Au moment d’écrire ces lignes, Paré Centre du Camion s’apprêtait d’ailleurs à obtenir la certification Uptime de Volvo, un travail qui s’est échelonné sur plusieurs années, pour assurer l’excellence dans le service à la clientèle. D’ailleurs, Marie-Claude n’hésite pas à souligner l’appui important que l’entreprise reçoit des deux bannières, Volvo et Isuzu.
« On a une très bonne relation, et de bonnes ventes avec Volvo et Isuzu. Ils nous appuient beaucoup. Les gens d’Isuzu et de Volvo étaient présents à l’inauguration de la nouvelle bâtisse. »
Sarah renchérit.
« On les connaît et ils nous connaissent. Ils peuvent se fier sur nous, et nous sur eux. On a une bonne réputation chez Volvo, et à l’inverse, on est vendu Volvo. Ils connaissaient très bien papa, ils nous ont vu grandir ici. Quand papa est décédé, on a dû redemander la bannière. Personne n’a été surpris que Marie-Claude et moi venions faire la demande. On a un excellent soutien de leur part depuis le décès de papa. »
Mais au-delà de l’appui des deux bannières, Marie-Claude et Sarah sont reconnaissantes du soutien de leur équipe et de leur clientèle.

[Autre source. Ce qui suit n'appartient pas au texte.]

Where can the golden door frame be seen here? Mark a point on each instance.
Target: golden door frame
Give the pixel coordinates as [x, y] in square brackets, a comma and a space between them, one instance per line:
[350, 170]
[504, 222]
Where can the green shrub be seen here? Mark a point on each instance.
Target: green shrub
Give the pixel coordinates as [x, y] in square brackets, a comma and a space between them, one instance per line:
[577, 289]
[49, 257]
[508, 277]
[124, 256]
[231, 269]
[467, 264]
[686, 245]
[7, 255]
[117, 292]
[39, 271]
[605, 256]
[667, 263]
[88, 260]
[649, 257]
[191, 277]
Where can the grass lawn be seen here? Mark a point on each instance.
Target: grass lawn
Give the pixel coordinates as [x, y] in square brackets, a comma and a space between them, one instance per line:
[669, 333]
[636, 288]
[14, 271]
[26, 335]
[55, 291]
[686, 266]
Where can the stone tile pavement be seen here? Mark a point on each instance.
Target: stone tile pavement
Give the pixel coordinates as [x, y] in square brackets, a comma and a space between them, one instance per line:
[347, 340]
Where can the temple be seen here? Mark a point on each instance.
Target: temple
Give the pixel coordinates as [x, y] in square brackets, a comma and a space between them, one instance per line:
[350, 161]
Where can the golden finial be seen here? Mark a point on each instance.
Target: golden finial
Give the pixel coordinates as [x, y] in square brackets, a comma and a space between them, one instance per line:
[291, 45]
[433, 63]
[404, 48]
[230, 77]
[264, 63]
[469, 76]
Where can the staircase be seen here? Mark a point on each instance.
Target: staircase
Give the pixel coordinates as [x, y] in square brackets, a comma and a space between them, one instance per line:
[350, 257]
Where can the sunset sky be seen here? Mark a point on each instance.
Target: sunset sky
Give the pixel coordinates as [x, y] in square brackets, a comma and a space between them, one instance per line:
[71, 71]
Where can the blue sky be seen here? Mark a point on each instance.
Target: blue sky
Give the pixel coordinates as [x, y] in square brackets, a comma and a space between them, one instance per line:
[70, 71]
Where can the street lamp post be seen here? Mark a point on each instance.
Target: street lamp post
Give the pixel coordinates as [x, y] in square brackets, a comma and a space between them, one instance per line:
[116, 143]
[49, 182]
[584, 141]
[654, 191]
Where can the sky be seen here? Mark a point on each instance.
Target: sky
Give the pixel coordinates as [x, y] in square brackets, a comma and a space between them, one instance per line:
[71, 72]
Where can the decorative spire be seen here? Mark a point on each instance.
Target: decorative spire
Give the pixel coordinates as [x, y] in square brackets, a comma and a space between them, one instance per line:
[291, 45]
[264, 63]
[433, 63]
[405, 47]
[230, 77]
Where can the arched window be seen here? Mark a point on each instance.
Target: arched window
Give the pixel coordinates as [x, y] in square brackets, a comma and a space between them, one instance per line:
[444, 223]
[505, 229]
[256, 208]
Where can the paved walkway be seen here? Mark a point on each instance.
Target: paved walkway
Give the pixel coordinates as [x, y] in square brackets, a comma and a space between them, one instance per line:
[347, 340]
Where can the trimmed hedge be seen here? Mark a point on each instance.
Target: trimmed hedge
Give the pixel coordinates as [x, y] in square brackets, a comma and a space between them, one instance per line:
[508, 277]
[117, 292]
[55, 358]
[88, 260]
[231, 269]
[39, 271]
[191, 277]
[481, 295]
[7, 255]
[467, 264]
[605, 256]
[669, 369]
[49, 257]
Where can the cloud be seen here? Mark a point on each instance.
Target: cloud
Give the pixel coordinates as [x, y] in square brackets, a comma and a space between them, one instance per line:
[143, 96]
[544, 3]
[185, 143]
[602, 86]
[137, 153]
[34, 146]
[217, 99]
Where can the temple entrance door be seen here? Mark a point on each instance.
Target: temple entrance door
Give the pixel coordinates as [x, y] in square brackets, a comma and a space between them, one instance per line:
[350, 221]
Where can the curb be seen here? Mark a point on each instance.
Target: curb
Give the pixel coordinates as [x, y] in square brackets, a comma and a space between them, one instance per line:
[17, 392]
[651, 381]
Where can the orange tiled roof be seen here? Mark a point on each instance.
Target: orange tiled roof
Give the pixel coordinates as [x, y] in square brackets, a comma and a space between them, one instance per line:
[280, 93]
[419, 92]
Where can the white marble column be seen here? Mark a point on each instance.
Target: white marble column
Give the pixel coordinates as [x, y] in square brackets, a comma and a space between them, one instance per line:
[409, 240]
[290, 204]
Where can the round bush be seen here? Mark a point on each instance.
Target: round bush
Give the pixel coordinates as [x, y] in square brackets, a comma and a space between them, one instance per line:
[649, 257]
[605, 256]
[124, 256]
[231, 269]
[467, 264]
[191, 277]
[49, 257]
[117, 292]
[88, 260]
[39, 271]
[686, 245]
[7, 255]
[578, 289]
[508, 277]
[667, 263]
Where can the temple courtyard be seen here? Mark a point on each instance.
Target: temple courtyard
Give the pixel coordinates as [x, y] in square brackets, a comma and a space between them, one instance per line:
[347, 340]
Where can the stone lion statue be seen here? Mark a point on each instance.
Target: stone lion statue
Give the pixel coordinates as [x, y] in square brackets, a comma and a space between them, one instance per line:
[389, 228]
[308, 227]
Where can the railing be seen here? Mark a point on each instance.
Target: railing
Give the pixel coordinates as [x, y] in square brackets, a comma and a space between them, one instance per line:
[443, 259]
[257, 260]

« C’est l’équipe qui fait notre réussite », dit Marie-Claude. « L’expérience totale qu’on a dans nos deux établissements, ça vaut pour beaucoup dans notre réussite. »
Cette expérience fait d’ailleurs, selon elle, toute la différence pour les clients de l’entreprise.
« D’arriver ici et de savoir que la personne qui va travailler sur ton camion est expérimentée avec le produit et qu’elle connaît ton camion, ça aussi ça fait une différence. Et même si c’est un nouveau qui travaille sur ton camion, tu sais qu’il a été formé par des gens d’expérience. »
Marie-Claude et Sarah, toujours appuyées par leur mère et conseillère Lise Dufresne, présidente de l’entreprise, et par leur sœur Julie qui même sans y être quotidiennement continue d’être présente avec elles, sont aujourd’hui bien en selle, confiantes et fières de leurs accomplissements, et de la poursuite de l’entreprise familiale.
Des projets pour l’avenir? Elles en ont, bien entendu. Mieux s’implanter dans leur vaste territoire, accroitre les ventes de camions neufs, tout en restant fidèles à l’approche familiale de l’entreprise. Après tout, la recette de Henri et de Normand Paré a fait ses preuves. Pourquoi la changer?